The PECR prohibits any unsolicited Direct Marketing, which means any type of direct marketing which is not specifically requested and where the recipient’s consent to use their personal data in this way has not been provided. In practice, such consent will usually have been satisfied by way of an opt-in option such as a tick-box icon, providing the individual with the option to agree to receive unsolicited Direct Marketing messages from time to time. If this ’opt-in’ option is not selected, and no other type of consent is obtained, a company that sends direct marketing in breach of the PECR may be fined up to £500,000 by the ICO.

The 2018 Regs were enacted following reports from the ICO that its penalty imposing powers were not having the intended effect on unsolicited direct marketing. Whilst the ICO has, since 2015, had the power to impose penalties on companies that have breached the PECR, there has been a shortfall of approximately £2.5 million, in the amounts recovered from April 2015. The report suggests that the shortfall is a result of a practice known as “Phoenixing”, which is where a company is dissolved by the directors and then re-emerges under a new, often very similar, name and usually has the same directors and shareholders. Consequently, the ICO has no power to fine the new company, as the new company has not committed the breaches. This means that numerous companies continue to breach the PECR by using individuals’ personal data to contact them, without consent, attempting to advertise or market themselves or their products.

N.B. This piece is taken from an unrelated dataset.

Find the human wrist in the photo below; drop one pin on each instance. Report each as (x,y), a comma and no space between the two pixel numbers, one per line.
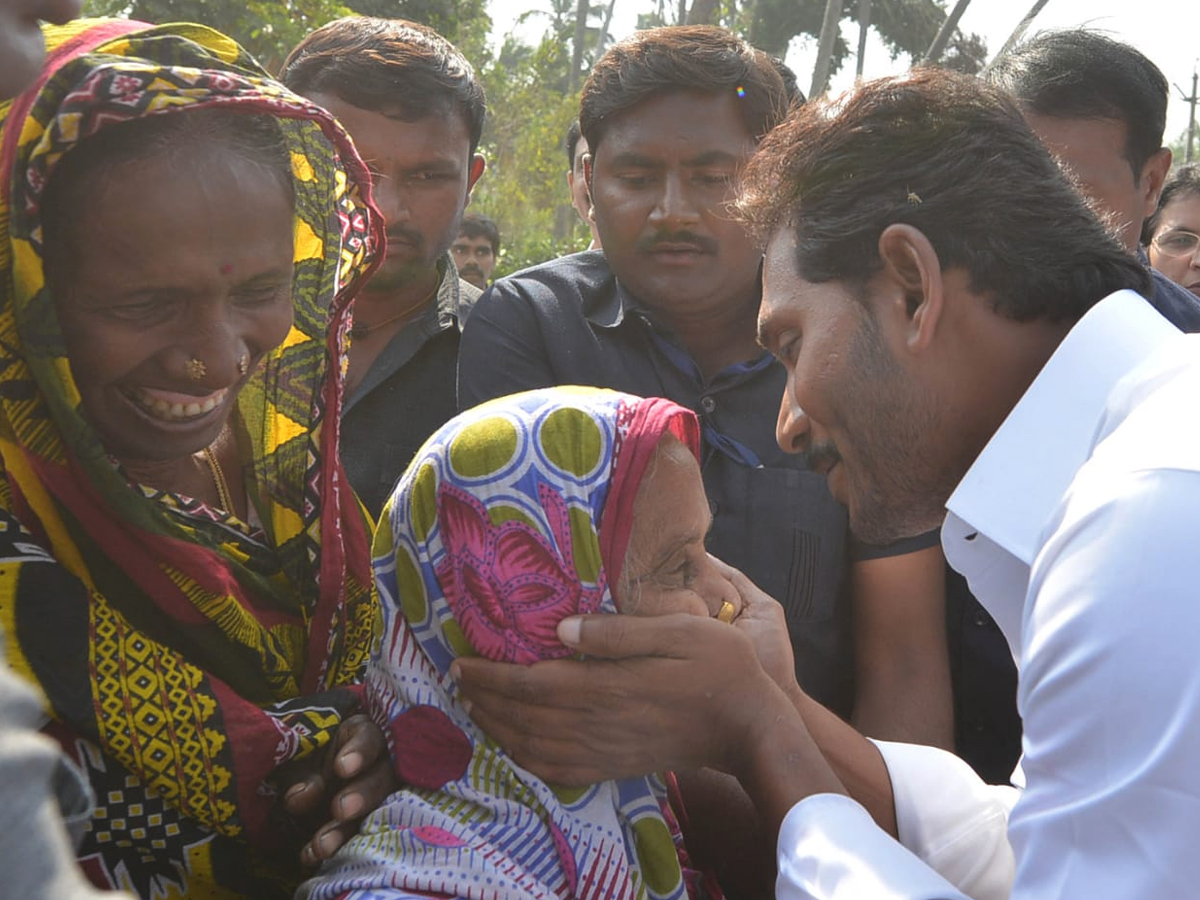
(779,763)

The primary objective of the 2018 Regs is to hold the directors and/or senior executives of companies that breach the PECR personally liable. The 2018 Regs will enable the ICO to impose penalties on the officers of those companies where they have conspired in the breach or where the breach is attributable to their neglect.

This is one of the measures that has been taken to uphold the PECR, together with several other courses of action, which are currently under discussion, including the introduction of a statutory code on Direct Marketing that aims to update the current code of practice to reflect the GDPR. There is also emphasis on requiring Direct Marketers to provide caller identification, which should assist in reducing and limiting activities, such as cold calling, where numbers are untraceable.